18Wij weten, dat een iegelijk, die uit God geboren is, niet zondigt; maar die uit God geboren is, bewaart zichzelven, en de boze vat hem niet.
 niet zondigt; Namelijk tot den dood; nog zo dat de zonde over hem de heerschappij heeft. Zie 1Jo 3:9.
,
 bewaart zichzelven, Namelijk dat hij in deze zonde niet vervalle.
,
 de boze Dat is, de duivel, die hem tot deze zonde zoekt te brengen; Mat 6:13.
,
 vat hem niet Of raakt hem niet; dat is, heeft geen vat op hem, om hem in die zonde te trekken.
19Wij weten, dat wij uit God zijn, en dat de gehele wereld ligt in het boze.
 wij uit God zijn, Namelijk die in Christus geloven.
,
 de gehele wereld ligt Dat is, alle andere mensen, die niet zijn wedergeboren noch geloven.
,
 in het boze Dat is, in de zonde en onder het geweld des duivels.
20Doch wij weten, dat de Zoon van God gekomen is, en heeft ons het verstand gegeven, dat wij den Waarachtige kennen; en wij zijn in den Waarachtige, namelijk in Zijn Zoon Jezus Christus.

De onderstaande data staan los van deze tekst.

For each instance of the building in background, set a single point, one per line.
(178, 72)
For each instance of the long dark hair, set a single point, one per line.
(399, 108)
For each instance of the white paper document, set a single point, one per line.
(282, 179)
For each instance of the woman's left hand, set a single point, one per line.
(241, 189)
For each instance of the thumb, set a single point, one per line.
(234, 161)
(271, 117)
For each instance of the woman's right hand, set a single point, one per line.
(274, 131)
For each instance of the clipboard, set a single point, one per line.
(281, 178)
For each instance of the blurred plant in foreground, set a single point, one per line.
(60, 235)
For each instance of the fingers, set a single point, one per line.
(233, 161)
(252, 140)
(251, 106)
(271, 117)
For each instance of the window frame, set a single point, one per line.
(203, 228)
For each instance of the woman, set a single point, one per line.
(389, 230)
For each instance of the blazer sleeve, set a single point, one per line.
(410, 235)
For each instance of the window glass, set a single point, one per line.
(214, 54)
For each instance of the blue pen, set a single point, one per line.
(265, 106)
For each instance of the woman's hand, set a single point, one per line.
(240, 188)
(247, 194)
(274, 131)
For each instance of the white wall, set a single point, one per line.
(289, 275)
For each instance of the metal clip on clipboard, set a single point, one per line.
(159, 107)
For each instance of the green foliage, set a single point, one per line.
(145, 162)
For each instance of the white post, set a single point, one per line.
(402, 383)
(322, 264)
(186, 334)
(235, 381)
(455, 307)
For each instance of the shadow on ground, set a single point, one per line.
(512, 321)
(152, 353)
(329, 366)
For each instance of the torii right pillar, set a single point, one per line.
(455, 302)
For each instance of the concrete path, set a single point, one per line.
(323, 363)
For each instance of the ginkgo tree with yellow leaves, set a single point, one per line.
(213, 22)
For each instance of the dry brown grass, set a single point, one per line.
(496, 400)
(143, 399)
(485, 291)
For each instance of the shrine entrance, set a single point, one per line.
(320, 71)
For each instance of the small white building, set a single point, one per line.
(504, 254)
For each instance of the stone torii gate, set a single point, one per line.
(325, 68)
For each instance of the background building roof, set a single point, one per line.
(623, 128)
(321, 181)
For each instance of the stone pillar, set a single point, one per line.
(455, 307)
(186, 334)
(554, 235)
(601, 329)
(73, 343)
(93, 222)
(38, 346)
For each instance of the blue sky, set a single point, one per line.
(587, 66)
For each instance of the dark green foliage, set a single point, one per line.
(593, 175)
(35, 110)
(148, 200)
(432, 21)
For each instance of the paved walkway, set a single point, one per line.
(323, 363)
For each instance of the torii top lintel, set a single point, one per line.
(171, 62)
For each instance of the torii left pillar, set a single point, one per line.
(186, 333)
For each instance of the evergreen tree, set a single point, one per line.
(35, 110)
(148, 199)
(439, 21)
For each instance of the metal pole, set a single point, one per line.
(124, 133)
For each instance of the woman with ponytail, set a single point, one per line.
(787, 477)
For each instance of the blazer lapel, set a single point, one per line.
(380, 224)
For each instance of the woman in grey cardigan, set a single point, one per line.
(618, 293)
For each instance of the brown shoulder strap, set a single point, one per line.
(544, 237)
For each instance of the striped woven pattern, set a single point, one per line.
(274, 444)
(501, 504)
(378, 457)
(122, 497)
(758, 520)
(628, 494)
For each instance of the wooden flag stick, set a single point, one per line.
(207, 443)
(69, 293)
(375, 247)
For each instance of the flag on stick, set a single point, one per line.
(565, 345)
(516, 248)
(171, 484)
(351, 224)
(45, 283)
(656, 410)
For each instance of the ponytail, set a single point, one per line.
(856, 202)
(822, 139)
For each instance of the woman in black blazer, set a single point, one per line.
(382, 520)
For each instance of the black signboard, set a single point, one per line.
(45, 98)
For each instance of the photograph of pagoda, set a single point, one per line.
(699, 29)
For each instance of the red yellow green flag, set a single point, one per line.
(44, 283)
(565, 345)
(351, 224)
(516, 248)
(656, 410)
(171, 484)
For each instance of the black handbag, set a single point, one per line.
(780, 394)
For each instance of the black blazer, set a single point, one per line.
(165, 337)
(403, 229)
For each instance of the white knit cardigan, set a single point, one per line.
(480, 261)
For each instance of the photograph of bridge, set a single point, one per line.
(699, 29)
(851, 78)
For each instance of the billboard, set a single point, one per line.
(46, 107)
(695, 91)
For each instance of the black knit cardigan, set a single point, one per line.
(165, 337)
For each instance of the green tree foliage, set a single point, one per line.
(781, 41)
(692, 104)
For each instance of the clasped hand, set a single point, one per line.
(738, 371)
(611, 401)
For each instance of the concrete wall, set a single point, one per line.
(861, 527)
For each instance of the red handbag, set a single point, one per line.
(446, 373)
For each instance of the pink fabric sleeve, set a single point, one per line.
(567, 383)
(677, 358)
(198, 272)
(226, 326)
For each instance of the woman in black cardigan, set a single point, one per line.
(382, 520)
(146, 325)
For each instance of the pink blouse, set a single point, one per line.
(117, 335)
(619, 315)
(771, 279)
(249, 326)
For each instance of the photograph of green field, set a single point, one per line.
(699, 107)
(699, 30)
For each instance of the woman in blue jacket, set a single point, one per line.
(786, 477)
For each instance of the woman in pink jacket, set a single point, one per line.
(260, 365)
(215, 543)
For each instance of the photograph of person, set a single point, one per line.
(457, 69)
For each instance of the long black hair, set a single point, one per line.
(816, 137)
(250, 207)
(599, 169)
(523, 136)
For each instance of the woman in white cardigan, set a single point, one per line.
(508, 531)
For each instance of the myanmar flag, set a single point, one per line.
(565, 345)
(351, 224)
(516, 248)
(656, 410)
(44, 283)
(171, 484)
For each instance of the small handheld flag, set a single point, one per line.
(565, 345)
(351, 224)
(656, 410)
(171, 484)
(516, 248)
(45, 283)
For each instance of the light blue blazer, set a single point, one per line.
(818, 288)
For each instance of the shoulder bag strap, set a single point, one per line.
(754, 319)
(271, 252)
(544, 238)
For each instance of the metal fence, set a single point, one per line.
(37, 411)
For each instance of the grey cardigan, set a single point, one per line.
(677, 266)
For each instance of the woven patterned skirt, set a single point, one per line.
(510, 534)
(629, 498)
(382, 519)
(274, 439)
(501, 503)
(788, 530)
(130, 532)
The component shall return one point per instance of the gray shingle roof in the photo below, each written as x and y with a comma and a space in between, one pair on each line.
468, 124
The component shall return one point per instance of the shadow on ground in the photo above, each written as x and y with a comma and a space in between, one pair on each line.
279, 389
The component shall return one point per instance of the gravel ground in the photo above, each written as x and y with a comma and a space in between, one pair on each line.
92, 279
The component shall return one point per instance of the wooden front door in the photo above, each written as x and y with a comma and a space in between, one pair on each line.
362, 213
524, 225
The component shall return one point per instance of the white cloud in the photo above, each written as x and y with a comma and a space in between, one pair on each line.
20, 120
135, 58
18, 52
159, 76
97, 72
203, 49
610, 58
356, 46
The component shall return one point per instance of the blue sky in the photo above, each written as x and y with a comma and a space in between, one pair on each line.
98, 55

Deze is de waarachtige God, en het eeuwige Leven.
 het verstand gegeven, Dat is, de rechte en zaligmakende kennis van den waren God, waarin het eeuwige leven bestaat, Joh 17:3. Of verstand gegeven, opdat wij den waarachtigen mogen kennen.
,
 den Waarachtige kennen; Dat is, den waren en levenden God, den Vader van onzen Zaligmaker Jezus Christus.
,
 wij zijn in den Waarachtige, Dat is, wij hebben door het geloof gemeenschap met Hem, 1Jo 1:3.
,
 namelijk in Zijn Anderen voegen hier tussen het woordje en, gelijk 1Jo 1:3, en verstaan bij dezen waarachtige ook den Vader, gelijk in het voorgaande.
,
 Deze is de waarachtige Namelijk Jezus Christus. Zie Joh 17:3.
,
 het eeuwige Leven Dat is, de oorsprong, verdiener en gever van het eeuwige leven; Joh 1:4, en Joh 10:28, en Joh 14:6.
21Kinderkens, bewaart uzelven van de afgoden. Amen.
 bewaart uzelven Dat is, wacht u en draagt zorg, dat gij u met geen afgoderij besmet.
,
 afgoden Dat is, valse goden, of beelden, die tot afgoderij misbruikt worden, dat gij deze generlei eer of dienst betoont, daar dit met de christelijke religie en den waren godsdienst geenszins kan bestaan.